We have a fluids guy on the board?
Well I design/test hydraulic systems and model pumps, motors, valves, hoses, etc in computer simulations so I guess this is my area lol. Here's my experience.
TLDR; smooth ID and as large ID as possible is taking you in the right direction.
Predicting theoretical line losses is difficult for a smooth pipe or hose, let alone a corrugated hose when using the textbook equations. There is an equation for modeling the pressure drop in a hose and an equation for modeling the pressure drop in a fitting. The hose equations don't take into account fluid temperature very well or changing of fluid direction. The equations for fittings use a fudge factor called "K" or known as bend resistivity factor. "K" is based solely on test data from various fittings at various bend angles. Sounds good but "K" is determined by one type(s) of fitting design and ran at one fluid temperature so the equations tend to fall apart in reality pretty quickly. So you often have to add an additional fudge factor of 2-3x to estimate the pressure drop. If I don't have test data, and it's a critical system, I'll perform CFD to get an idea and confirm when testing the system. Line loss is a function of the ID, length, fluid temperature, roughness of the material, and what state the flow is in (laminar, turbulent, or transitional). Changing of fluid direction (i.e. a 90 deg tight bend like a fitting) in my experience is the largest contributor to excessive pressure drop as long as the hose isn't undersized. Another thing that is often overlooked is fitting ID. Fitting I.D.'s are smaller than the hose ID and acts like an orifice. People also forget that hoses are spec'd by ID and tubes are spec'd by OD. Can't count the number of times I've spec'd out for example a -12 ID between components and come to find out it's actually closer to a -10 or -8 once the machine is built due to tubes being used instead of hoses. I've looked at enough data to know for a hose/tube operating at a "normal" fluid viscosity and smooth ID that you can represent the hose as an orifice and estimate the pressure drop using the orifice equation Flow [lpm] = Cd x Area [mm^2] x 0.000001 x sqrt(2 x pressure drop [kPa] x 1000 / fluid density [kg/m^3]) x 60000. The equation is only valid if the hose isn't saturated with flow and the pressure drop isn't rising exponentially (i.e. severely undersized hose). You can assume a smooth ID and apply the above equation to the original ID and new ID to get an idea of the % improvement, then add on the improvement you show above by switching from a corrugated hose to smooth hose.
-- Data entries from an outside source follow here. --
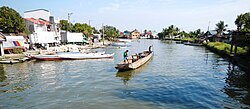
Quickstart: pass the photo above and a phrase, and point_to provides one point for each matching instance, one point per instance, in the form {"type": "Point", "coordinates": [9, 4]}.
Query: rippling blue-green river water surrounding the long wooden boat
{"type": "Point", "coordinates": [177, 77]}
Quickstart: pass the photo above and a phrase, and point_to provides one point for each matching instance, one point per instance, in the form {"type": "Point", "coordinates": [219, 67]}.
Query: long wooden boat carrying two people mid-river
{"type": "Point", "coordinates": [135, 61]}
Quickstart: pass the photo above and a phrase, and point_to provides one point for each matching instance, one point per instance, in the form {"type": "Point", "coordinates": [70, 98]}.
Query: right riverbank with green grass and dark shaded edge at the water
{"type": "Point", "coordinates": [223, 49]}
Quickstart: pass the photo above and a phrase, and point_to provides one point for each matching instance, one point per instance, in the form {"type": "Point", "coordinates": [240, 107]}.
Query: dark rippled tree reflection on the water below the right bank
{"type": "Point", "coordinates": [238, 85]}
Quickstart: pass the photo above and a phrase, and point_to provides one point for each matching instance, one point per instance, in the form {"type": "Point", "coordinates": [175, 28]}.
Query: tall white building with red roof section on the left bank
{"type": "Point", "coordinates": [43, 27]}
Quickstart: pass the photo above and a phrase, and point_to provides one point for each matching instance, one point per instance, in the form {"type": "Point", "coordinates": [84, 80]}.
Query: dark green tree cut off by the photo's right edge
{"type": "Point", "coordinates": [243, 22]}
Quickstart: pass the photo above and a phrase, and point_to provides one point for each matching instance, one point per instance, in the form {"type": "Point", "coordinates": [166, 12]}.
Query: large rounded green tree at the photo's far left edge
{"type": "Point", "coordinates": [10, 20]}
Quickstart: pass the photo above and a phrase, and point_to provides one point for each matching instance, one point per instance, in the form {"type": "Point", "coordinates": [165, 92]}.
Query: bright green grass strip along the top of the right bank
{"type": "Point", "coordinates": [224, 47]}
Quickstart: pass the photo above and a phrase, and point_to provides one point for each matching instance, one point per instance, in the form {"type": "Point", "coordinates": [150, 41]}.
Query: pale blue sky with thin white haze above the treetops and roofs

Rule of thumb though if cost isn't an issue, smooth ID is always better, go as large as possible, and make transitions as gradual as possible to get the smallest pressure drop. I'm spec'ing out my fuel system now and I have as large of hoses and tubes as I can (within reason). I also have Bosch pressure/temp sensors at the pump outlet, FPR, and rail because I like data. Needless to say I have all 23 analog inputs used up on the standalone and need an I/O expander to get more channels. I have more money tied up in sensors than people spend on going FBO and upgraded twins it's ridiculous.
Example of various hose sizes using the orifice equation I showed above. If you have test data and know the pressure drop and flow at one point you can back calculate an effective area and extrapolate to other flows. It will follow the orifice equation curve for the most part as long as the temperature isn't changing drastically.